In his experiment, he sounded a bell just before giving hungry dogs food that caused them to salivate. With repetition, the neutral stimulus (the bell) became associated with the food. The salivating of dogs that is normally triggered by the sight or smell of food was now being triggered by something that had no connection to food. This type of automatic response in now know as classical conditioning.
In 1920 John B. Watson and Rosalie Rayner did an experiment that would never be done today in which the conditioned a 9-month-old boy called "Albert" to become afraid of a white rat. They started by making him cry by the loud noise of a hammer striking a steel bar. Then they showed Albert the rat along with the loud noise. At first Albert showed no fear of rat, but after the sight of the rat had been accompanied five times by the loud noise, he cried and tried to escape, showing that the rat had become what they called a conditioned emotional response.
It turns out that classical conditioning and conditioned emotional responses play a major, though usually unrecognized, role in your daily life.
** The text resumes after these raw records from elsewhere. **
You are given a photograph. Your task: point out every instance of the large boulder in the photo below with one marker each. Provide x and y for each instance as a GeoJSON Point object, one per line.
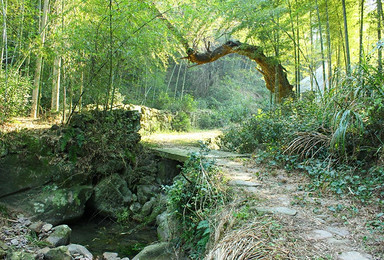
{"type": "Point", "coordinates": [80, 251]}
{"type": "Point", "coordinates": [159, 251]}
{"type": "Point", "coordinates": [145, 192]}
{"type": "Point", "coordinates": [51, 204]}
{"type": "Point", "coordinates": [111, 196]}
{"type": "Point", "coordinates": [60, 236]}
{"type": "Point", "coordinates": [20, 172]}
{"type": "Point", "coordinates": [58, 253]}
{"type": "Point", "coordinates": [20, 256]}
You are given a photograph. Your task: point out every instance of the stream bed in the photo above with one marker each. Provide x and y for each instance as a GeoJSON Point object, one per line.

Many of your preferences and dislikes result from the conditioning you experienced when you were young. Think of the types of food you like to eat. You probably enjoy food you are familiar with and often do not like food that differs from what you know. Because you have been conditioned to enjoy the sights, odors, and tastes of food you are familiar with, they trigger a positive response when you are hungry.
In the same way, the sights, odors, and tastes of unfamiliar foods or spices may produce the opposite reaction. Just the sight of people eating some foods, such as snakes, grubs, or insects, may even sicken you while others find their mouths watering at the sight of such delicacies. The same can be said of the music you enjoy, as well as many aspects of how you approach work, what you find entertaining, and what attracts you to others. Triggers, then, are a conditioned emotional response where events or situations produce a negative emotional response that is either not logical or more intense than what would normally be expected.